Mark Zuckerburg says Facebook will weed out “false victory” claims during the presidential election, which will give Democrats the opportunity to keep President Trump from claiming victory while they count more mail-in “ballots” that will, of course, swing the election to Biden.
Zuckerberg’s announcement comes right after a pro-Biden firm said Trump “would be appearing” to win on election night but predicted Biden would “ultimately win a massive victory” after mail-in ballots are counted, i.e. a “red mirage.”
“To ensure that no fraudulent claims of victory are propagated on Facebook – a ludicrous notion that has been propagated by the press and the intelligence community without, as the liberals like to say, ‘a shred of evidence’ – Facebook will partner with Reuters, the financial newswire service, to ensure the integrity of its election night results,” Zero Hedge stated.

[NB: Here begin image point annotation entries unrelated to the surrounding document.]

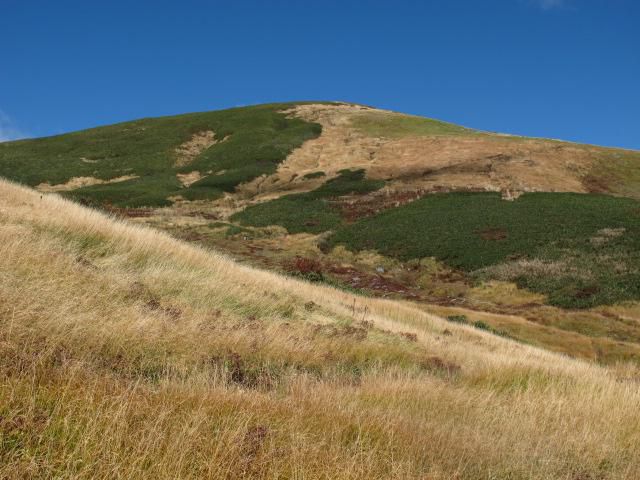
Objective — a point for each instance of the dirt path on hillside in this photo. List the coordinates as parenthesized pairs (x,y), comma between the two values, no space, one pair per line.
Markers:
(510,165)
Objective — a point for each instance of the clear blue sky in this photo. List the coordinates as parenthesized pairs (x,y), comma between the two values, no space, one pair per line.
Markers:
(554,68)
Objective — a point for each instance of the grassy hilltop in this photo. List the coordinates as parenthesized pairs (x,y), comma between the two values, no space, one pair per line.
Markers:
(535,238)
(126,353)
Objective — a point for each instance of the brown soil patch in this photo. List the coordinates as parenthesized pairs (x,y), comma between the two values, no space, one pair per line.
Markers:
(482,162)
(187,179)
(189,150)
(79,182)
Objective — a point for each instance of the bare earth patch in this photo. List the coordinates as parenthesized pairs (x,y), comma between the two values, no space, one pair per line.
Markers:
(477,161)
(79,182)
(189,150)
(187,179)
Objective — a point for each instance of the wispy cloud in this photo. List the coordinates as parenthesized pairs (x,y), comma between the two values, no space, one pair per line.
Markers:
(548,4)
(8,130)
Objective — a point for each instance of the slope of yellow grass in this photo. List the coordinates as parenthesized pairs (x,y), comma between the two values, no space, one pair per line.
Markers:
(127,354)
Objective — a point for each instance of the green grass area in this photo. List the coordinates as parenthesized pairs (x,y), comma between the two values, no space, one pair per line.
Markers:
(393,125)
(616,171)
(258,138)
(311,212)
(580,250)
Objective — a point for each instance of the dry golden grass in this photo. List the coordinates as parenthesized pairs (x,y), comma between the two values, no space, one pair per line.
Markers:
(127,354)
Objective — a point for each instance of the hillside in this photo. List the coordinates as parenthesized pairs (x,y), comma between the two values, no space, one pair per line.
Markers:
(129,354)
(537,239)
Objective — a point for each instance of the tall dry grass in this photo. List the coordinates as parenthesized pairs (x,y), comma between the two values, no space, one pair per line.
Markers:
(127,354)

There doesn’t appear to be any plausible reason for Facebook to care that much unless the company wants to stop Trump from declaring victory on election night – and Facebook has reason to do so after Trump responded to Big Tech censorship by threatening to strip their liability protections intended for neutral platforms.

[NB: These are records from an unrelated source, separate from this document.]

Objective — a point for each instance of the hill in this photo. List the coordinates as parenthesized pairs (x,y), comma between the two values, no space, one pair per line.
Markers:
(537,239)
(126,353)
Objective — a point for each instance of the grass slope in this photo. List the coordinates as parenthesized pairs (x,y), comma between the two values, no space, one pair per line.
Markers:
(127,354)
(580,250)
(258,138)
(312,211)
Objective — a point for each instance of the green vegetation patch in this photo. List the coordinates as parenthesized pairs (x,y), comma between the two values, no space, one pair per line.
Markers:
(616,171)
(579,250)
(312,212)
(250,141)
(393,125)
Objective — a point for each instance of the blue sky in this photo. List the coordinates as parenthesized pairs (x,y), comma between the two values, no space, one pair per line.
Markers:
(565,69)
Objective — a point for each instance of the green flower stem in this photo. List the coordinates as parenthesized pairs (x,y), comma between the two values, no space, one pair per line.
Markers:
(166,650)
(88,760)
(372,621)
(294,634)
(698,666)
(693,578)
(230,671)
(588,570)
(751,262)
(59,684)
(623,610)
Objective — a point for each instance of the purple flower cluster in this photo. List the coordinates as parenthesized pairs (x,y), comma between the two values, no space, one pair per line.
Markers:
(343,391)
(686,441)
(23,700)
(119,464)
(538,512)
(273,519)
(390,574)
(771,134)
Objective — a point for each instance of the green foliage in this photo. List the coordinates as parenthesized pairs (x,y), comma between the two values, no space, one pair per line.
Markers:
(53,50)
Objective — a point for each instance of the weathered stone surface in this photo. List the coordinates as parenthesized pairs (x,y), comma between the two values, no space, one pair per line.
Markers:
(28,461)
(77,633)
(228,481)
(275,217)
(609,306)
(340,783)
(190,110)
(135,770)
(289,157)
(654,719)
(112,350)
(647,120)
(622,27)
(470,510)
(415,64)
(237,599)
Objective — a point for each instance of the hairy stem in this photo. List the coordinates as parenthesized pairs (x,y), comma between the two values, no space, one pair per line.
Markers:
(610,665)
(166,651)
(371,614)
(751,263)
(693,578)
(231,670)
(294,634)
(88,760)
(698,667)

Unlike in-person voting, which links an actual person to a vote, critics warn that counterfeit mail-in ballots can be mixed into the results that swing the election to one candidate, i.e. Biden.
Last month, it was reported that a dead cat had received a voter registration form in the mail.

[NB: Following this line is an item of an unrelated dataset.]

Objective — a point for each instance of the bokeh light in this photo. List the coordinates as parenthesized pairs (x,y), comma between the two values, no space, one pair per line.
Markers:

Furthermore, a citizen journalist reported that Democrats were harvesting mail-in ballots from nursing homes in Texas by fraudulently submitting ballot applications in bulk.
The journalist said that at least 32 applications supposedly from elderly voters were all submitted with the exact same handwriting, and were all submitted using the same pre-printed envelope with the same-style stamp.
Critics also warned that mail-in votes for another candidate, i.e. Trump, could be conveniently “lost in the mail.”
To illustrate, a local media reporter mailed in mock ballots from various locations in Philadelphia to see how long votes take to reach a PO box set up to represent an election office.
After about a week, the reporter discovers he has nothing to pick up at the post office.
Later on, after speaking to a manager, the post office finds a pile of envelopes, but other people’s mail has also been mis-sorted into the ballot mail.
Counting up the letters, the reporter discovers after four days, 21% of votes still hadn’t made it to their destination.
“And the batch we’d mailed a week prior, some of those were missing too,” the report states. “So of our 100 ballots 97 arrived, which sounds pretty good unless you consider the fact that that means three people that tried to vote by mail in our mock election were in fact disenfranchised by mail.”